Tennessee movie theater shooting suspect killed by police
Summer is high season for movie-going, but who among us will not carry in the back of our minds – as we settle into our seats in a darkened roomful of strangers – that anything is possible in a society so saturated with guns. That the alleged assailant in Nashville, Vincente David Montano, was wielding a pellet gun that only, quite convincingly, looked like a real gun changes the outcome, but not the terror. Some of us may decide going out to the movies isn’t worth it.

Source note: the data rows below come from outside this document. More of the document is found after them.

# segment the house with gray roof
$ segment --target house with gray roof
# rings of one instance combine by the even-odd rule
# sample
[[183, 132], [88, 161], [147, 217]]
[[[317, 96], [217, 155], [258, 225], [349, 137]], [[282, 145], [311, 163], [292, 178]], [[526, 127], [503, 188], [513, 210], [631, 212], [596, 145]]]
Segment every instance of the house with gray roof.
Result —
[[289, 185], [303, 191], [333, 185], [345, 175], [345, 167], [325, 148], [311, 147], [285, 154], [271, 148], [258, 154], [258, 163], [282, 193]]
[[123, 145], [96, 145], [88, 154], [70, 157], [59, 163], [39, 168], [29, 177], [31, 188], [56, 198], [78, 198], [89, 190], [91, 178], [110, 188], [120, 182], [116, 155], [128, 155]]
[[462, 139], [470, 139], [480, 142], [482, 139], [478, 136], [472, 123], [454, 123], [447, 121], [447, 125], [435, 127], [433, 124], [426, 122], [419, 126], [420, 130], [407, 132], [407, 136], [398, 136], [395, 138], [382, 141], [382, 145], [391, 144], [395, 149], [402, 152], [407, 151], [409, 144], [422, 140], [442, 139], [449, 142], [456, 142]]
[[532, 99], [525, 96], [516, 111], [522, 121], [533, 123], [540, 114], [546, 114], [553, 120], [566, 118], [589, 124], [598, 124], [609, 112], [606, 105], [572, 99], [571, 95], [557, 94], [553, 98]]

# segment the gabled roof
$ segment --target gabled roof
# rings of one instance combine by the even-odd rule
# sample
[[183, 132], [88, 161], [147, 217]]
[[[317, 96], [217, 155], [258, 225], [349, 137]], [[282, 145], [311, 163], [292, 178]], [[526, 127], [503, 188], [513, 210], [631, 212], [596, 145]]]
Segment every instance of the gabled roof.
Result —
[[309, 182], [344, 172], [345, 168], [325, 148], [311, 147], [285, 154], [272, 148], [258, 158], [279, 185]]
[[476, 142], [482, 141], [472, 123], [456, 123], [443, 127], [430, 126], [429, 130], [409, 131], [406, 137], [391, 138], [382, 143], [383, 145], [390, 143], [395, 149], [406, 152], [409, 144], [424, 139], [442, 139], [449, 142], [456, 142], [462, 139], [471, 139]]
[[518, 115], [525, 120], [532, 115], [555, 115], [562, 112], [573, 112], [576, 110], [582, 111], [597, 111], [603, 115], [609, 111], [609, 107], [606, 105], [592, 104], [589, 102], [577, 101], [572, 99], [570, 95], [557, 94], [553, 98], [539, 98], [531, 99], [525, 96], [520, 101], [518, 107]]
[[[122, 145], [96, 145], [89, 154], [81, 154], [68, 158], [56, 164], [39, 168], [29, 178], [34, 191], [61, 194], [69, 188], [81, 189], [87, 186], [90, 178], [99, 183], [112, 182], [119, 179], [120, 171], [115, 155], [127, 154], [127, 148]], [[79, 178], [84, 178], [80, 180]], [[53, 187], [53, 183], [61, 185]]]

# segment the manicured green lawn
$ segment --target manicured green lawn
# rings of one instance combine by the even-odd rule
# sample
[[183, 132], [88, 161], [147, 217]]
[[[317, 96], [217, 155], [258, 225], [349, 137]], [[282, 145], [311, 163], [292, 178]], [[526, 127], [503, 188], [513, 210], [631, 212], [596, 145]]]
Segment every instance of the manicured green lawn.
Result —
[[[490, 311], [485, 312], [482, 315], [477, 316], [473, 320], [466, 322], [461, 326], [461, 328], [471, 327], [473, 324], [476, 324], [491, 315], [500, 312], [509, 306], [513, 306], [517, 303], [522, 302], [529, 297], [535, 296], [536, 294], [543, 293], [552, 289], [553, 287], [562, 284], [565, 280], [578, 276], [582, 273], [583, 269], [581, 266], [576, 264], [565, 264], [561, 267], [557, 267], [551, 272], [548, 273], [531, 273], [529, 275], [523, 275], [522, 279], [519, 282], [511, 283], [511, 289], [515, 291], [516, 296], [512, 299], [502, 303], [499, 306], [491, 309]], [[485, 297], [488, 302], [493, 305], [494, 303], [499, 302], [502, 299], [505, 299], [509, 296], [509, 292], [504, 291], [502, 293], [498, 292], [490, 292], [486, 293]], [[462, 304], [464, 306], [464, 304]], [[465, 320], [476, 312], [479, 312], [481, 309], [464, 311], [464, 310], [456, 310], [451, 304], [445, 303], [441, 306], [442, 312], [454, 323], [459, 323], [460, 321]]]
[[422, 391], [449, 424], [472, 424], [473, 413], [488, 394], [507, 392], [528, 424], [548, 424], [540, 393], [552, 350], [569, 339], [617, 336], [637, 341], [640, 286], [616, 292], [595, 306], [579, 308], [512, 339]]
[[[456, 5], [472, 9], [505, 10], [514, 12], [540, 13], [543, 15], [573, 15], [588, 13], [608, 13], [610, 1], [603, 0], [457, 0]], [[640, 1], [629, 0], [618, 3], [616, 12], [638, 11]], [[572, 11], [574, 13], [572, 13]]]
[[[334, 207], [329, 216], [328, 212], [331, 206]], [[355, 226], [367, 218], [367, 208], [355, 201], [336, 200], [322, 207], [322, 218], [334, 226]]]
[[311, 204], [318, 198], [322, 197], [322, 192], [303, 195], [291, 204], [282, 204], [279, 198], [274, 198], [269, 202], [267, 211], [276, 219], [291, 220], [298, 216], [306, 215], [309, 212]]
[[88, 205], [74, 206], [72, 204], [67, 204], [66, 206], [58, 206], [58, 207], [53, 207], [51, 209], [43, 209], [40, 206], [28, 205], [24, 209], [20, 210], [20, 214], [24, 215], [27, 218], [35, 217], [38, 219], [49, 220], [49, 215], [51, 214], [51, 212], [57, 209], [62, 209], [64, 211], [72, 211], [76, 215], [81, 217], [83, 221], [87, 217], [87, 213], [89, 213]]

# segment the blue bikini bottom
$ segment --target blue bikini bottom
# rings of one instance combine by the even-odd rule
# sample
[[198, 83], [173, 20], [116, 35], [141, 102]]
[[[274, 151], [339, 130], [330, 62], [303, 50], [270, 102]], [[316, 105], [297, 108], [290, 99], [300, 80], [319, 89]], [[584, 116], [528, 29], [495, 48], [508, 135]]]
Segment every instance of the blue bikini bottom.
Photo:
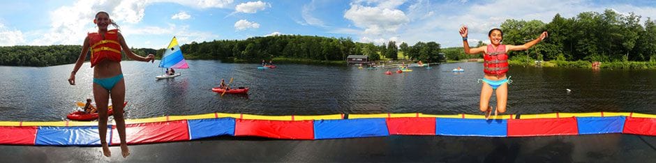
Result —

This would constitute a change in our consumer habits. And it has an economic effect. This is something that has gone largely unspoken in the debates about gun control and concealed carry that follow upon each shooting: the ever-rising economic toll of gun violence in our country and the role that American business can play in advocating for more stringent gun controls.
Imagine, for example, that gun death was so rare in America, that the bizarre Nashville incident could be viewed as just an aberration, not a chilling reminder of our ongoing reality. Americans are killing each other with guns in staggering numbers, and yet American business has failed to seriously engage with the negative effects of gun violence on national well-being, productivity and prosperity. Ted Miller, a researcher at the Pacific Institute for Research and Evaluation, crunched the numbers for a Mother Jones report and came up with a $229 billion a year price tag for direct and indirect costs of gun violence.

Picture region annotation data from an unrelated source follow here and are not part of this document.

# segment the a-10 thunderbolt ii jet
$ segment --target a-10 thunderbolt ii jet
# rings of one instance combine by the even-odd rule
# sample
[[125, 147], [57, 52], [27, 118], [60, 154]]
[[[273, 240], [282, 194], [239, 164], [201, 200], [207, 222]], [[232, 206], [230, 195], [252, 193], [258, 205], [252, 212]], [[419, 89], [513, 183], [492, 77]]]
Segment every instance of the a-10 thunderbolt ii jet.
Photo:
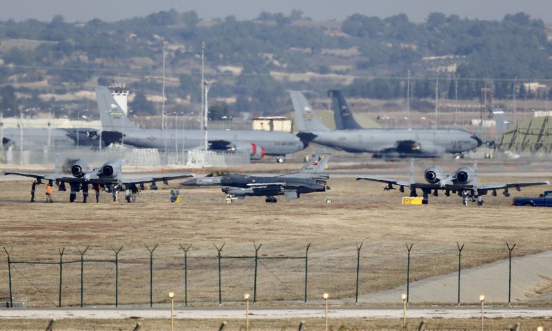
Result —
[[435, 197], [437, 197], [439, 191], [444, 191], [446, 196], [449, 197], [451, 192], [457, 194], [462, 197], [464, 205], [468, 201], [477, 202], [477, 205], [483, 205], [483, 196], [489, 192], [493, 197], [496, 197], [497, 190], [502, 190], [504, 197], [509, 197], [509, 188], [515, 188], [518, 191], [525, 186], [534, 186], [537, 185], [549, 185], [549, 181], [521, 181], [514, 183], [499, 183], [493, 184], [477, 183], [477, 161], [473, 162], [473, 168], [463, 166], [456, 169], [453, 173], [445, 174], [441, 167], [433, 166], [424, 172], [424, 179], [426, 183], [414, 181], [414, 160], [411, 160], [410, 181], [401, 181], [397, 179], [387, 179], [384, 178], [372, 177], [369, 176], [359, 176], [357, 180], [366, 180], [385, 183], [387, 185], [384, 190], [395, 190], [393, 185], [399, 186], [399, 190], [404, 192], [404, 188], [410, 189], [411, 197], [417, 197], [417, 190], [420, 189], [422, 193], [422, 203], [427, 204], [428, 197], [433, 192]]
[[[14, 174], [34, 178], [39, 184], [43, 183], [42, 181], [47, 181], [48, 184], [50, 185], [53, 185], [54, 183], [55, 183], [60, 191], [66, 191], [66, 183], [68, 183], [71, 188], [72, 194], [82, 190], [84, 186], [88, 188], [88, 185], [90, 184], [102, 187], [106, 192], [112, 192], [114, 189], [119, 190], [136, 190], [138, 187], [144, 189], [145, 183], [150, 183], [150, 189], [157, 190], [157, 182], [161, 181], [166, 185], [168, 185], [168, 181], [170, 180], [195, 176], [194, 174], [175, 174], [124, 179], [121, 170], [122, 162], [120, 157], [119, 160], [106, 162], [101, 167], [96, 168], [90, 168], [88, 163], [84, 160], [74, 160], [67, 164], [67, 168], [69, 168], [71, 176], [63, 176], [60, 175], [59, 173], [57, 161], [58, 157], [57, 156], [56, 170], [54, 175], [17, 171], [8, 171], [4, 172], [4, 174]], [[72, 199], [74, 199], [74, 197], [71, 201]]]
[[231, 197], [244, 199], [246, 196], [266, 197], [265, 202], [275, 203], [277, 195], [298, 199], [302, 194], [325, 192], [330, 188], [324, 172], [330, 159], [329, 154], [316, 154], [298, 171], [268, 177], [249, 174], [228, 174], [208, 176], [181, 183], [184, 186], [220, 185], [222, 192]]

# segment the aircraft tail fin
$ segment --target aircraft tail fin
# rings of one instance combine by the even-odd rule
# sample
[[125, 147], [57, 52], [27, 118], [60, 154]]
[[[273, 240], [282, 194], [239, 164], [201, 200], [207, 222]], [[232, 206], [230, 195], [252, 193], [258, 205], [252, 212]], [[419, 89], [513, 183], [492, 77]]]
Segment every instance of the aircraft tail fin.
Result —
[[410, 160], [410, 183], [414, 183], [414, 159]]
[[56, 178], [59, 178], [59, 154], [56, 153]]
[[477, 160], [473, 160], [473, 185], [477, 185]]
[[508, 129], [508, 120], [506, 118], [506, 114], [503, 110], [493, 110], [493, 118], [496, 121], [496, 133], [498, 136], [502, 137]]
[[295, 111], [295, 123], [299, 132], [329, 131], [315, 113], [308, 101], [300, 91], [290, 91], [291, 102]]
[[95, 90], [102, 130], [122, 132], [125, 129], [137, 128], [126, 117], [107, 87], [97, 86]]
[[328, 96], [332, 98], [332, 110], [337, 130], [362, 130], [351, 112], [343, 94], [338, 90], [330, 90]]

Both small-business owners and human resources executives in large corporations know the economic ripple effect these broad figures reflect: consumers shunning businesses touched by gun violence, days lost from work while families grieve, businesses closed temporarily after shootings, good workers diminished by the physical or mental consequences of witnessing or being direct victims of gun violence.

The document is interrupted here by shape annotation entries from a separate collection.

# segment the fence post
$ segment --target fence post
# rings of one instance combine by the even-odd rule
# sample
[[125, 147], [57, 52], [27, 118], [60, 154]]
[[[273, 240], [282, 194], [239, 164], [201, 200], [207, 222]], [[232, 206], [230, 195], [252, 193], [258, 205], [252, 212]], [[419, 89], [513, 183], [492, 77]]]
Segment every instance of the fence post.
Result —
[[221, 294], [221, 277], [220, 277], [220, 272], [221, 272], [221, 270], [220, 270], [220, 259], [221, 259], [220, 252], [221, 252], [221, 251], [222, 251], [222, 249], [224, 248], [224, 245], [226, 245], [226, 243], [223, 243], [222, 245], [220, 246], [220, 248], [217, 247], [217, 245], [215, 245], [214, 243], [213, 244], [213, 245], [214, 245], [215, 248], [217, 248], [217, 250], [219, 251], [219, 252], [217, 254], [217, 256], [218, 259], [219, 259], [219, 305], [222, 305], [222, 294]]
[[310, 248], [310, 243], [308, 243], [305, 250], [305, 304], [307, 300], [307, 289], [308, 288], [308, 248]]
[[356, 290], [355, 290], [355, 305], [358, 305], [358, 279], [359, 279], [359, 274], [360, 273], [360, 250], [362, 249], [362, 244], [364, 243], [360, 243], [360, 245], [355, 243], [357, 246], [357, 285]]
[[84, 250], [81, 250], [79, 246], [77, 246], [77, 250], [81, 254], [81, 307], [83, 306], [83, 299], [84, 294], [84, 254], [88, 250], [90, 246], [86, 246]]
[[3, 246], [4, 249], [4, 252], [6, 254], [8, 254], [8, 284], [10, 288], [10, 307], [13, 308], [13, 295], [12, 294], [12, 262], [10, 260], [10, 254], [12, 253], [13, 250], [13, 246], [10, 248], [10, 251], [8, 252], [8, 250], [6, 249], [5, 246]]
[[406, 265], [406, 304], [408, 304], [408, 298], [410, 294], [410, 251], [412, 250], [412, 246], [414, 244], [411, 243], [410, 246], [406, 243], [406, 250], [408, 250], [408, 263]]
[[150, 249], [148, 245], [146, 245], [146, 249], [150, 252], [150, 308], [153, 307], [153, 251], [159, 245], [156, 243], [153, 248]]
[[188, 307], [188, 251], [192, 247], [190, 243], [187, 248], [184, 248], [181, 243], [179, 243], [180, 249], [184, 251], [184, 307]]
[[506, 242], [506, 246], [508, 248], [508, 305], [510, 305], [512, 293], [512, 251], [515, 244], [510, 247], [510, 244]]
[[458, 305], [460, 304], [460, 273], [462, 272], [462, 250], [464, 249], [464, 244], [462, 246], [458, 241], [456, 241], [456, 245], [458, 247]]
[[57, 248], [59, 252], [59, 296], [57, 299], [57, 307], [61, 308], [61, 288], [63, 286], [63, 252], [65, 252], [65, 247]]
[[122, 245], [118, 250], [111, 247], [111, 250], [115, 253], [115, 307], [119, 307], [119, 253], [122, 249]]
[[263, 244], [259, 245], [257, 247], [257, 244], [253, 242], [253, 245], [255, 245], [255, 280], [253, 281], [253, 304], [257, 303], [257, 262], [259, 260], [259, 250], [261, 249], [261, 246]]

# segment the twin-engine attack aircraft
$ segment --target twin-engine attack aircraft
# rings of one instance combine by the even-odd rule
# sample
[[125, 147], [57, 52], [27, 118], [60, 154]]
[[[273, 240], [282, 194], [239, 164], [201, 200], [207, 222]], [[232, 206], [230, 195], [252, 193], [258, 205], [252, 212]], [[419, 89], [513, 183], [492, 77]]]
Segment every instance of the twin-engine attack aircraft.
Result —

The strength of the gun lobby in America and the fears of some that they will lose rights conferred, they say, by the Second Amendment are only part of the reason such topics are mostly avoided in the business world, including in the business media. Our attachment to guns crosses lines of race, gender and sexual orientation: it is a national disposition. Who wants to mess with that?
Not many businesses operating in this country. Whether American or foreign owned, they have been reluctant to risk consumer anger and incur losses by taking a stand on the issue. It is little wonder that even those American corporations that are praised as being socially responsible have, on this issue, mostly kept their heads down.
Starbucks is an example. Even after the Newtown massacre, the coffee purveyor limited itself to asking customers “respectfully” not to bring guns in their stores, rather than making it clear that guns were unwelcome. Some other companies have done better.
But with the bar this low, moving the culture forward on this issue will not be an easy task. More individuals are carrying concealed weapons than ever before, with or without permits.
Movie theater shooting in Lafayette, Louisiana
And many exercise their rights to open carry, never thinking they are creating alarm in their fellow citizens and creating disruptive security situations. In June, a man brought a fully loaded rifle into the Atlanta airport – a major hub of business travel – when he and his wife dropped off their daughter for a flight.
We have changed our collective mind about large social issues in the past: women now have the right to vote, racial intermarriage is no longer forbidden, homosexuality is no longer considered an illness, same-sex marriage is now a right and smoking is no longer chic.
On those topics, business has helped to set a new tone for America. But on the issue of gun control, there has so far been no tipping point. We continue to mow down our leaders (Charleston), our children (Newtown) and our work force (Louisiana, most recently), with collateral damage that harms the economy and weakens us as a nation.
America’s economic leaders should apply the boldness and tenacity that fuel national enterprise to the task of shifting the conversation about gun control in this country. They will face opposition at first, but they will be making a necessary investment in our human capital and in our collective prosperity.
This commentary was updated to reflect the latest accounts of the Nashville shooting.